Market Regime Detection: From Hidden Markov Models to Wasserstein Clustering
By Arshad Ansari
Financial markets move through distinct phases — bullish rallies, sharp crashes, quiet consolidations, and volatile swings. These market regimes differ not just in price direction, but in their underlying statistical properties: volatility, correlation structure, and risk behavior.
Detecting when markets transition between regimes can dramatically improve trading strategies, risk management, and model retraining for quantitative funds.
Traditionally, regime detection has relied on Hidden Markov Models (HMMs). But newer approaches — particularly those based on Wasserstein distance from optimal transport theory — offer a more robust, data-driven alternative.
Let’s explore both approaches with theory and hands-on code.
Part 1: Hidden Markov Models for Regime Detection
The Concept
An HMM assumes the market exists in some hidden state at any given time (like “bull” or “bear”) that we cannot observe directly.

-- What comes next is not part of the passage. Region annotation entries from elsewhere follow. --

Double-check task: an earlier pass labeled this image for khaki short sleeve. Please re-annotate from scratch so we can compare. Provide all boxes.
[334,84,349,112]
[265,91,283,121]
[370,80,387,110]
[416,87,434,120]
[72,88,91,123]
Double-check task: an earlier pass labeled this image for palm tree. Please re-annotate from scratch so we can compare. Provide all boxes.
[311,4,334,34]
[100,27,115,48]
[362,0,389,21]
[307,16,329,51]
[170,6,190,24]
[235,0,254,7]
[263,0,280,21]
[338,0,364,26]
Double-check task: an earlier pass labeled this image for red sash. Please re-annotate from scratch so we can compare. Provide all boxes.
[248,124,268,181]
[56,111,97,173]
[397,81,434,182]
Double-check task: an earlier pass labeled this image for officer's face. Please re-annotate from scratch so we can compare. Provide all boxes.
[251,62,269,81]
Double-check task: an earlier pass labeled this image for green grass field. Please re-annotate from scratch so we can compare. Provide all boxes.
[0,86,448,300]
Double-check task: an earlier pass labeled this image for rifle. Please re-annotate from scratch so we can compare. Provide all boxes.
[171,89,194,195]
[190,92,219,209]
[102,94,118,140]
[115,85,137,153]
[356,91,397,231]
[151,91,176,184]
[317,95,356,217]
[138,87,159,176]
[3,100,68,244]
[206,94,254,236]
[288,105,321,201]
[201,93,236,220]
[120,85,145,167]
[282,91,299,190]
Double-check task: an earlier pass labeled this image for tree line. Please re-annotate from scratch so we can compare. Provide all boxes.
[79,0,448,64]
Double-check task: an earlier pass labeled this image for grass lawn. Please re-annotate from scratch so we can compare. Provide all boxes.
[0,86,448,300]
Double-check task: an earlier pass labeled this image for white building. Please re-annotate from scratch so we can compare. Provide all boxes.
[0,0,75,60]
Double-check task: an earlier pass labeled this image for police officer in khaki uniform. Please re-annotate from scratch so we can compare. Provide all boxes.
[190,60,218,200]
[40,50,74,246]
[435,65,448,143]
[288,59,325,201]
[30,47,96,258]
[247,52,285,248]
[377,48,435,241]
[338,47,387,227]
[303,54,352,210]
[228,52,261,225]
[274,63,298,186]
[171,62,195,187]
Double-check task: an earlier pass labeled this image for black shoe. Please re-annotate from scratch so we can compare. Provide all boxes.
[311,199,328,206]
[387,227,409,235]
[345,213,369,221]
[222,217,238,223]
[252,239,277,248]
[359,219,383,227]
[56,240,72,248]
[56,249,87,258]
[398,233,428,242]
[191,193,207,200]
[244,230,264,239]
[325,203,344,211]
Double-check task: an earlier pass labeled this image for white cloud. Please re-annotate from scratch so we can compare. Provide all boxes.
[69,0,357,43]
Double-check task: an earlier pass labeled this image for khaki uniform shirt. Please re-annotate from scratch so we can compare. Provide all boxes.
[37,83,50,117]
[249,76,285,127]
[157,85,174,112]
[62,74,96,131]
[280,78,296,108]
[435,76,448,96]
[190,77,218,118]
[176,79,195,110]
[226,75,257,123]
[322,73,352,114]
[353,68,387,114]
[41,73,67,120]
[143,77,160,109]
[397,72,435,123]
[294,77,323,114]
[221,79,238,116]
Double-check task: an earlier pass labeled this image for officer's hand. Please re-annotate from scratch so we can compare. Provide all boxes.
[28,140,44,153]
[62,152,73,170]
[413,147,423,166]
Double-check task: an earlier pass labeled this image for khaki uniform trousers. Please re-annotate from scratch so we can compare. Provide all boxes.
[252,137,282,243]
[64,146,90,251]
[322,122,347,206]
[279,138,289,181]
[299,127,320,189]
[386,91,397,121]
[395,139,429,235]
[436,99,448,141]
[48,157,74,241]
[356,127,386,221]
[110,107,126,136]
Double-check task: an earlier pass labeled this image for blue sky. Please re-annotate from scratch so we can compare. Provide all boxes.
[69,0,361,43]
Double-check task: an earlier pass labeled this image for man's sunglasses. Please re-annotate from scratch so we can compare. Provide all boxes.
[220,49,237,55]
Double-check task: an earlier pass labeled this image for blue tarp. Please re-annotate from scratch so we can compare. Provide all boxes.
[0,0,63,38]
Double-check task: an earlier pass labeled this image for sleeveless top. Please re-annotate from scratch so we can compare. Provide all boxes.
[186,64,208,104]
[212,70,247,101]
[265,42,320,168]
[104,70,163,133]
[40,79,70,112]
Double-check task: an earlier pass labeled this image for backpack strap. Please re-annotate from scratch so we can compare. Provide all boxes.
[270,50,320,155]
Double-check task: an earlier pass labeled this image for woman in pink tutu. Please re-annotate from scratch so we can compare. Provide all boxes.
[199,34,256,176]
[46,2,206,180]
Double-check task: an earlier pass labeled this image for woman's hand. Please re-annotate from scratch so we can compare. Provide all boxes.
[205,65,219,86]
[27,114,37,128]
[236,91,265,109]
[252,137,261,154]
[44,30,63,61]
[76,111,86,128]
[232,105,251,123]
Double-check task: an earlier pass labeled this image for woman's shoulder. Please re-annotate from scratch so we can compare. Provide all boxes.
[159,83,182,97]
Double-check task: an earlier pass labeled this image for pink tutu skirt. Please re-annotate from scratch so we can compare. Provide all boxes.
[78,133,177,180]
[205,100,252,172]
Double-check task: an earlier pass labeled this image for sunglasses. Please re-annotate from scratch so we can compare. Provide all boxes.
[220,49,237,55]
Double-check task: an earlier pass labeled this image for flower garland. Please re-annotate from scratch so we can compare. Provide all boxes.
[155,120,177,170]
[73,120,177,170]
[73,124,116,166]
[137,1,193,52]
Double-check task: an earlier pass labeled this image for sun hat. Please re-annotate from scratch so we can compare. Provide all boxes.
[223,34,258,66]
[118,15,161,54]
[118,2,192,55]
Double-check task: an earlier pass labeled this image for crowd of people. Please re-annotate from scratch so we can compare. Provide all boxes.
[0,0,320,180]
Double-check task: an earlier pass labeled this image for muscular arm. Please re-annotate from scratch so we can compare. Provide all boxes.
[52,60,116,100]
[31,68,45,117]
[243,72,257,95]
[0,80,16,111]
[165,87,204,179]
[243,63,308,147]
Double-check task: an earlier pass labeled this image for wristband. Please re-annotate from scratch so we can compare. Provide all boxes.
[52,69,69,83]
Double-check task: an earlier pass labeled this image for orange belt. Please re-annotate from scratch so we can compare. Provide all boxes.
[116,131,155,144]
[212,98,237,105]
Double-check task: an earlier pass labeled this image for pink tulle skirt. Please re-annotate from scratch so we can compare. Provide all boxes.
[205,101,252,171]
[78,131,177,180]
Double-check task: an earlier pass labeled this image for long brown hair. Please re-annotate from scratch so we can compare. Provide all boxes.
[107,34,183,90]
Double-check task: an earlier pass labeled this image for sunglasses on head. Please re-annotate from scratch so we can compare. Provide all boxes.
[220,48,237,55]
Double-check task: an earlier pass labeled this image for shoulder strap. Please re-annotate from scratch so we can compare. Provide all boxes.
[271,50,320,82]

Instead, we observe returns whose statistics depend on that hidden state.
Formal Setup:
— Hidden state: zₜ ∈ {1, 2, …, K}
— Observed return: rₜ ∼ 𝒩(μ_zₜ, σ_zₜ²)
— State transitions follow a Markov chain: P(zₜ = j | zₜ₋₁ = i) = Aᵢⱼ
where A is the state transition matrix.
The model learns:
1. The number of regimes K
2. Each regime’s distribution (μₖ, σₖ)
3. Transition probabilities between regimes Aᵢⱼ
Python Implementation
import numpy as np
import pandas as pd
import yfinance as yf
from hmmlearn.hmm import GaussianHMM
import matplotlib.pyplot as plt
# Download S&P; 500 data
data = yf.download('SPY', start='2015-01-01', end='2025-01-01')
returns = np.log(data['Close'] / data['Close'].shift(1)).dropna()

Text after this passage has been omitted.